Attacking AI by using its own weights matrices against it
Just saw this: https://identi.ca/renatocan/note/NAtsLZcKSiqSqXBvXITsvg
"Slight Street Sign Modifications Can Completely Fool Machine Learning Algorithms http://spectrum.ieee.org/cars-that-think/transportation/sensors/slight-street-sign-modifications-can..."
I was just talking to a smart bunch of SMU students about this yesterday. It's a subtle but powerful attack. At a recent meeting of machine learning scientists, it became clear to all in the audience that without a theory of learning (a real mathematical framework that explains how to optimally design architectures with a goal in mind) or without an alternative to "gradient-descent" based learning update methods, this attack currently cannot be automatically defended against. It's a trial-and-error race to understand why this works and how to protect against it.

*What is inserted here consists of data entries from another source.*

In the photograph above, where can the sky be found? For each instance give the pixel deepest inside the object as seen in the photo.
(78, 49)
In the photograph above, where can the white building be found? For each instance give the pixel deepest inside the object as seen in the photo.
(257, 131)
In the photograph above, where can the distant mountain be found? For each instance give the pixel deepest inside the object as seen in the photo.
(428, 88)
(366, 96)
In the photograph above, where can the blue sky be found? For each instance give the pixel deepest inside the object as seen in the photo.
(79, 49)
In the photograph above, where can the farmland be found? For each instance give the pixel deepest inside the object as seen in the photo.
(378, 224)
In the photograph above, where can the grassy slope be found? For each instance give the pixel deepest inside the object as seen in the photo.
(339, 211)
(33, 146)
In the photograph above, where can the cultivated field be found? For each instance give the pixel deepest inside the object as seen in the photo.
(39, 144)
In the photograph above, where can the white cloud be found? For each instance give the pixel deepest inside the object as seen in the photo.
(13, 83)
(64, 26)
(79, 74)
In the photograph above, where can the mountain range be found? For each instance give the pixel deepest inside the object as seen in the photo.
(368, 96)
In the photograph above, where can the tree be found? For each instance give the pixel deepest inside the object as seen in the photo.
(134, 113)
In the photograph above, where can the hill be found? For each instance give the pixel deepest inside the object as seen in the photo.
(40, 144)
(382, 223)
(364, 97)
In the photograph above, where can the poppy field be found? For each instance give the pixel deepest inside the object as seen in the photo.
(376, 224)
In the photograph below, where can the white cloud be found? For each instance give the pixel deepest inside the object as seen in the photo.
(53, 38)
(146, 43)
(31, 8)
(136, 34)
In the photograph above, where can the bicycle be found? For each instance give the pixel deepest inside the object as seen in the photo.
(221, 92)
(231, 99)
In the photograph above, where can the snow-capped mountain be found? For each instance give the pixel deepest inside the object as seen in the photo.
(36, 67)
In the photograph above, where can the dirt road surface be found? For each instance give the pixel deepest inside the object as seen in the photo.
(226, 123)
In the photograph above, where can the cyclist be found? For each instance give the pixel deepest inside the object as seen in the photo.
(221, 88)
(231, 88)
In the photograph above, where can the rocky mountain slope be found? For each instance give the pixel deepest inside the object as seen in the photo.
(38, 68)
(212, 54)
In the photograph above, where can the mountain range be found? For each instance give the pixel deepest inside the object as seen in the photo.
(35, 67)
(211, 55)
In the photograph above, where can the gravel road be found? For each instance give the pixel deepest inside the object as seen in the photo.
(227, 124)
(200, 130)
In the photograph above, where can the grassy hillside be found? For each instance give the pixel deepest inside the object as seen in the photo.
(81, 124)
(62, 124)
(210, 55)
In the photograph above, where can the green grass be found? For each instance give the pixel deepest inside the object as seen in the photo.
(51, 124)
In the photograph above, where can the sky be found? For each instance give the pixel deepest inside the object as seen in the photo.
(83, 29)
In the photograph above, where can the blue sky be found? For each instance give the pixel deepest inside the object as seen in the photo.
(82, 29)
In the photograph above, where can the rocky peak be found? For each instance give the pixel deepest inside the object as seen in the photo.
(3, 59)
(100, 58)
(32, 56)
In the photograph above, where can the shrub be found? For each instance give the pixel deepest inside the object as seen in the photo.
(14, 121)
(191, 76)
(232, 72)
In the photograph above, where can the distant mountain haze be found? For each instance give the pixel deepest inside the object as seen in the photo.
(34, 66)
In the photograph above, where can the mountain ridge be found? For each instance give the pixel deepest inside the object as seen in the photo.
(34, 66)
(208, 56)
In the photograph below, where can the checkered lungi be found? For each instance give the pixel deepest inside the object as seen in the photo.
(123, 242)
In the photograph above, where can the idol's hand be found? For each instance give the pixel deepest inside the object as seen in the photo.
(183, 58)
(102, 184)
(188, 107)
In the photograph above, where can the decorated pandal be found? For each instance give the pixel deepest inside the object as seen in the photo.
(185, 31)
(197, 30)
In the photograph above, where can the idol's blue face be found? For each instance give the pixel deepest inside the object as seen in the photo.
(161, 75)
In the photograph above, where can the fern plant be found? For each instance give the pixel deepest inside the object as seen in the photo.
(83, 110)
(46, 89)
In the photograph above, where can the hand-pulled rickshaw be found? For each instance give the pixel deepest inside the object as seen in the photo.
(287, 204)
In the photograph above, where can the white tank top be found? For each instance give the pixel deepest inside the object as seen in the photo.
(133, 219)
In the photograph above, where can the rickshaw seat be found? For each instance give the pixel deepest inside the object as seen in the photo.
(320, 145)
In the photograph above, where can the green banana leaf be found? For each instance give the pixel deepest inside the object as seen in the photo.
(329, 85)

This attack is not new, and it was inevitable that someone would find a way to slightly alter street signs to mess with the image recognition net. Now the arms race is on. A theory of learning or an alternative to gradient descent would greatly aid this.
>> Charles Stanhope:
“This sort of approach may be an enhancement: "Neurogenesis model beats deep learning in changeable environments".”
This is neat. Indeed, when we discussed this at a recent particle physics and machine learning workshop, I raised the point that human neural nets are not so easy to fool. But we get fooled. Think about the famous optical illustion that can look either like two faces about to kiss or a chalice, depending on how you look at it. We can certainly confuse out wetware. But ideas like the one you shared seem to be crucial for resiliance.